In February 2008, while I was still working in Blackfoot, Idaho, I was assigned to cover the local Democratic Party presidential caucus. The field was down to two candidates: then-Sens. Hillary Clinton and Barack Obama.
I’d never seen anything quite like it in the political arena. In primaries and general elections, campaigning for one candidate over another is unwelcome. But at the caucus, it wasn’t just welcomed, it was encouraged almost to the level of being the whole point of the caucus.
Caucuses are entirely different from a primary system for nominating candidates. They take a bigger time commitment than just going to a polling place and casting a vote, so turnout is lower than in a primary — there were maybe 100 people at that 2008 caucus, out of a county of about 40,000 people — but the people who show up are that much more dedicated to their candidate.
Primaries and general elections are much more clinical, although the campaigning isn’t, and by the time the parties convene for their national conventions, there won’t be any surprises who the nominee will be — the biggest surprise might be a late announcement of a vice presidential running mate.

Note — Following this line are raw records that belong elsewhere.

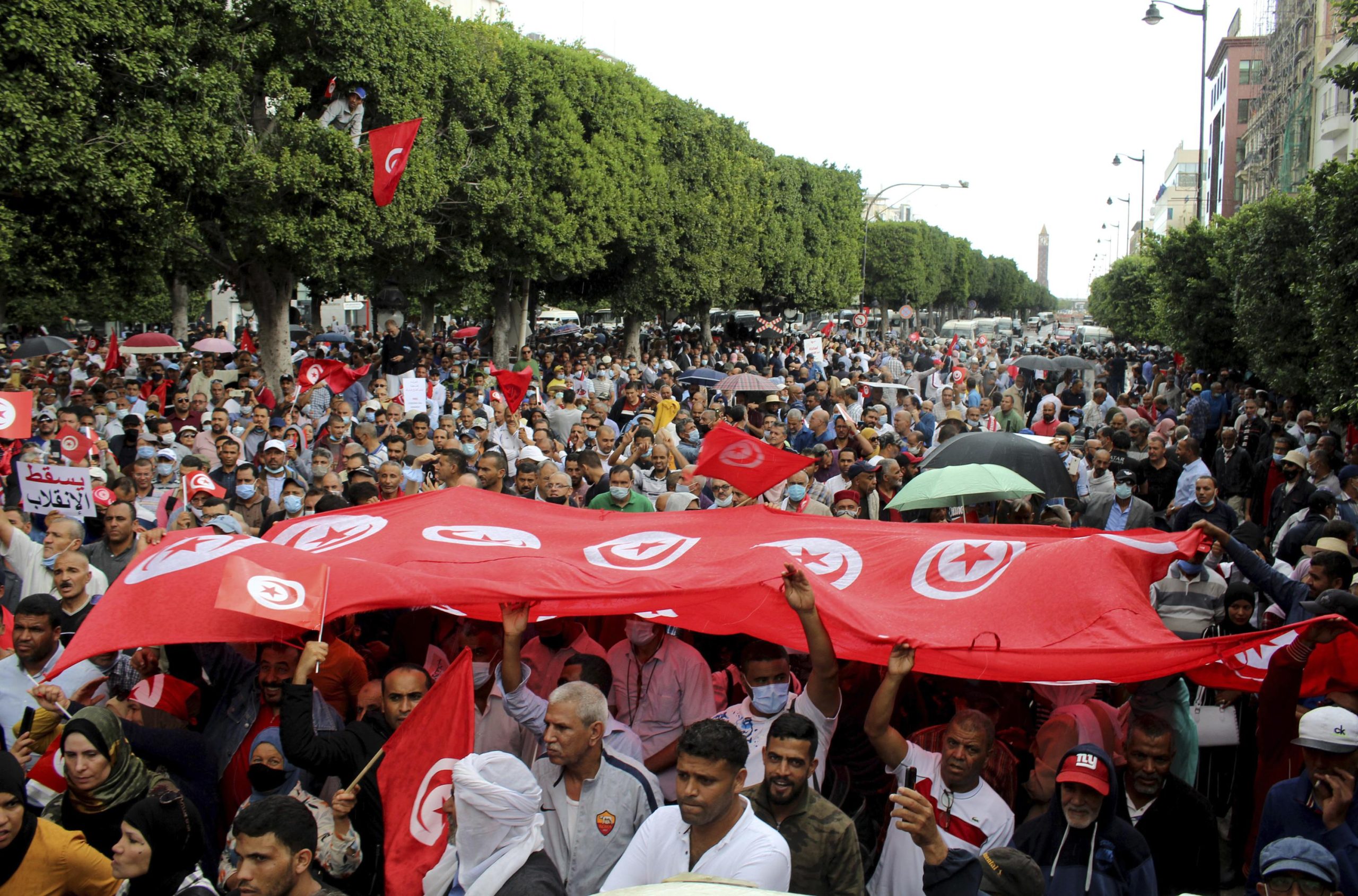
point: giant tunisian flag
(416, 777)
(390, 152)
(748, 463)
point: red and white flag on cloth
(390, 152)
(416, 777)
(297, 598)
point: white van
(557, 318)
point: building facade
(1233, 82)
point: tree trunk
(507, 325)
(427, 314)
(632, 336)
(178, 307)
(271, 291)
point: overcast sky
(1026, 100)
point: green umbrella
(964, 484)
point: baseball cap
(1008, 872)
(1087, 769)
(1334, 601)
(1299, 854)
(1328, 728)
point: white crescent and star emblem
(640, 550)
(962, 568)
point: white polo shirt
(977, 820)
(751, 851)
(755, 728)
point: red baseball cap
(1087, 769)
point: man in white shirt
(970, 814)
(713, 830)
(767, 676)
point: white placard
(415, 395)
(62, 489)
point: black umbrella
(37, 346)
(1031, 459)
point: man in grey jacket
(593, 800)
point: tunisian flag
(390, 152)
(513, 386)
(297, 598)
(748, 463)
(416, 777)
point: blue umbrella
(701, 377)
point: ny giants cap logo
(427, 817)
(823, 557)
(483, 537)
(640, 552)
(329, 533)
(187, 554)
(951, 571)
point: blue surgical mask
(769, 698)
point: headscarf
(14, 782)
(173, 829)
(272, 737)
(499, 819)
(128, 778)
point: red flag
(515, 386)
(748, 463)
(347, 377)
(15, 414)
(390, 152)
(416, 777)
(261, 593)
(74, 443)
(200, 481)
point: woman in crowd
(158, 851)
(103, 778)
(40, 858)
(271, 774)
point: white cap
(1330, 728)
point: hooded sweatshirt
(1109, 858)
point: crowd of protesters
(615, 753)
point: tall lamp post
(1155, 18)
(1117, 161)
(867, 212)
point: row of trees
(159, 146)
(1273, 291)
(918, 264)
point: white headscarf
(499, 819)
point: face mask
(640, 632)
(769, 698)
(264, 778)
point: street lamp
(1155, 18)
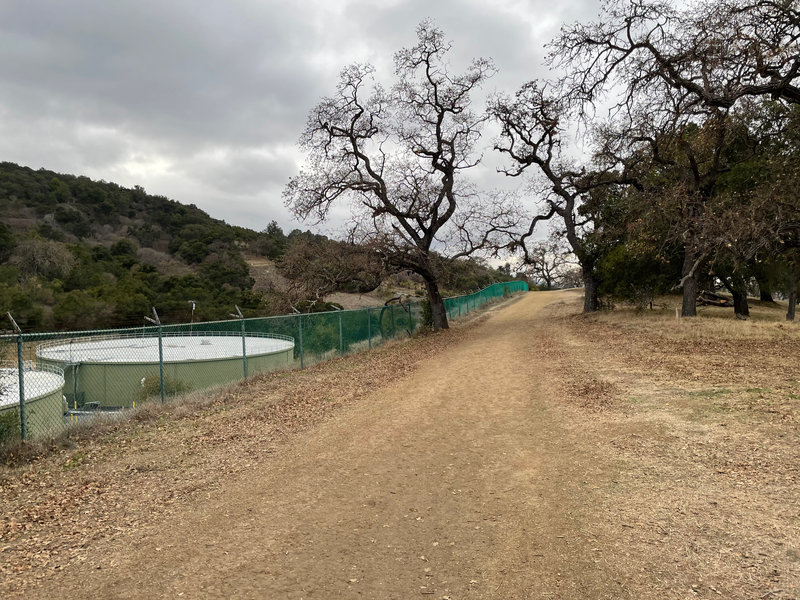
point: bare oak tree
(718, 52)
(398, 155)
(533, 125)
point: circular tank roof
(176, 348)
(37, 384)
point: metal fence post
(157, 322)
(161, 365)
(244, 348)
(300, 325)
(21, 375)
(23, 430)
(341, 338)
(244, 351)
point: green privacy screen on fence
(50, 380)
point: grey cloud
(203, 102)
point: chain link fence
(49, 381)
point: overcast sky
(203, 102)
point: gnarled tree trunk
(689, 308)
(590, 283)
(738, 289)
(438, 313)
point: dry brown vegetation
(701, 415)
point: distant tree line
(81, 254)
(690, 182)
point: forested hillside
(77, 253)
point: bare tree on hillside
(399, 154)
(717, 52)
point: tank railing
(154, 335)
(315, 337)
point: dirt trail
(458, 481)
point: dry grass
(701, 415)
(100, 483)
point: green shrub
(9, 426)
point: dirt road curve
(457, 481)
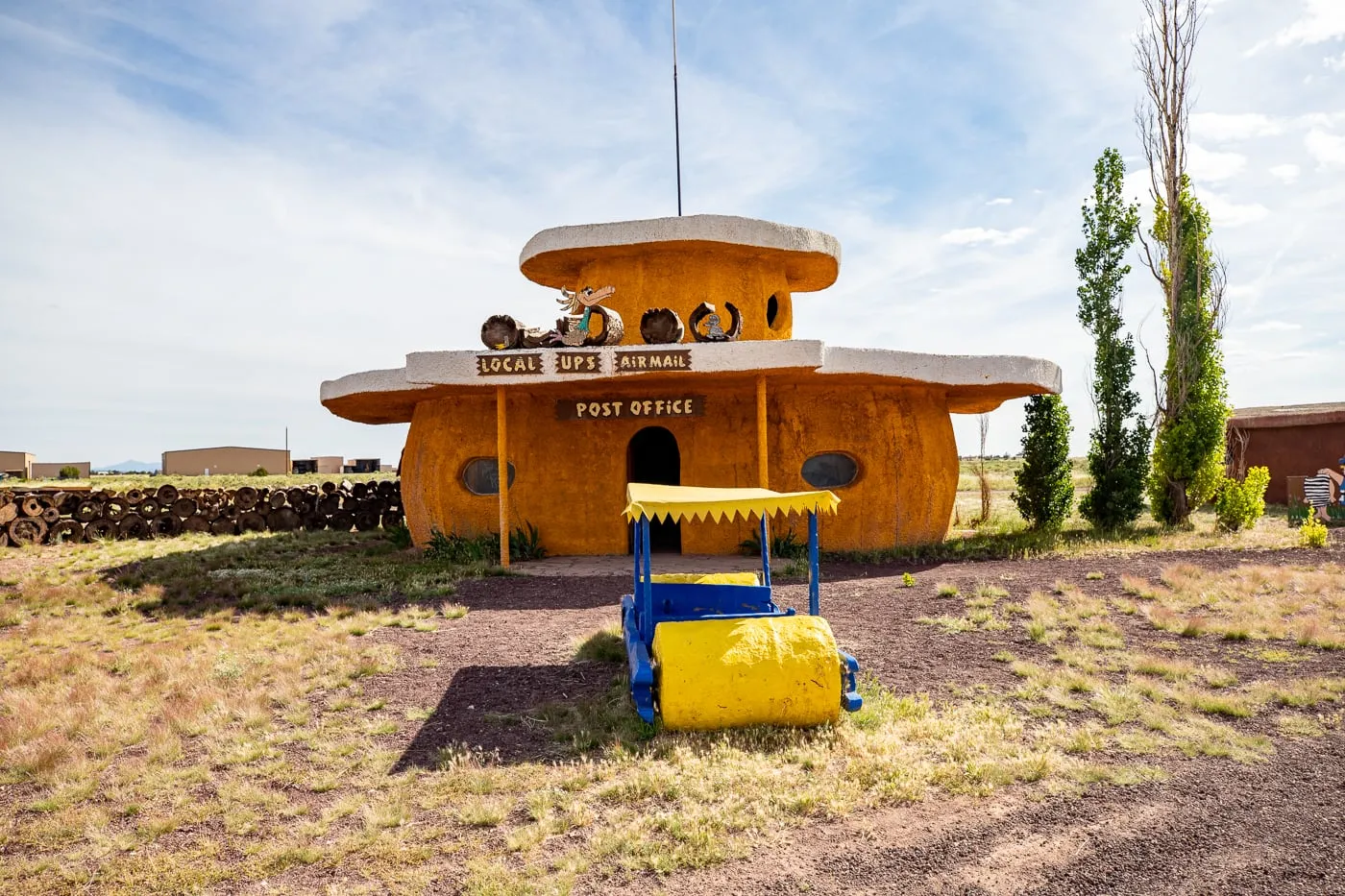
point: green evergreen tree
(1187, 466)
(1118, 452)
(1045, 487)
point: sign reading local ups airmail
(658, 359)
(623, 408)
(508, 365)
(578, 362)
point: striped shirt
(1317, 490)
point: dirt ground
(1212, 828)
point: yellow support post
(501, 470)
(763, 455)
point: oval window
(830, 470)
(480, 476)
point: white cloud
(1226, 213)
(1328, 148)
(1274, 326)
(1286, 173)
(1213, 166)
(1219, 127)
(1324, 20)
(975, 235)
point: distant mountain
(128, 466)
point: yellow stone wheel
(733, 673)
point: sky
(208, 208)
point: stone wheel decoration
(713, 329)
(661, 327)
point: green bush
(1241, 503)
(1045, 487)
(525, 544)
(400, 536)
(1311, 533)
(1118, 452)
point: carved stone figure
(580, 307)
(715, 331)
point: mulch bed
(480, 675)
(1213, 828)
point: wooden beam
(501, 470)
(763, 453)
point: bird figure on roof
(575, 302)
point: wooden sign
(652, 359)
(578, 362)
(624, 408)
(510, 365)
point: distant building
(225, 460)
(53, 472)
(16, 463)
(330, 465)
(1291, 440)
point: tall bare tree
(1190, 406)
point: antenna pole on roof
(676, 124)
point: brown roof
(1288, 416)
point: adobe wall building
(225, 460)
(1291, 440)
(46, 470)
(16, 463)
(676, 363)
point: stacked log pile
(49, 517)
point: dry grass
(159, 736)
(1305, 604)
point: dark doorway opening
(652, 456)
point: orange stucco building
(737, 401)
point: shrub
(1241, 503)
(1311, 533)
(526, 544)
(400, 536)
(1118, 455)
(460, 549)
(1045, 487)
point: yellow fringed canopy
(679, 502)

I would encourage anyone who identifies with a political party to participate in a caucus, at least as long as there is a meaningful choice to be made. I really doubt there will be much debate on candidates at the Democratic Party caucuses, scheduled for April 14. But there are meaningful choices in the Republican Party race.
I hope Kansans will still have a meaningful choice to make in the Republican Party caucuses, scheduled for March 10. This year’s “Super Tuesday” primaries will be earlier that same week, with Alaska, Georgia, Idaho, Massachusetts, North Dakota, Ohio, Oklahoma, Tennessee, Vermont, and Virginia going to the polls March 6. The race may not remain competitive after those states’ delegates are awarded.
If the race is competitive after Super Tuesday, any registered Republican could do themselves a favor by investing a couple of hours getting experience in the process that goes deeper than stepping in a voting booth or putting up yard signs.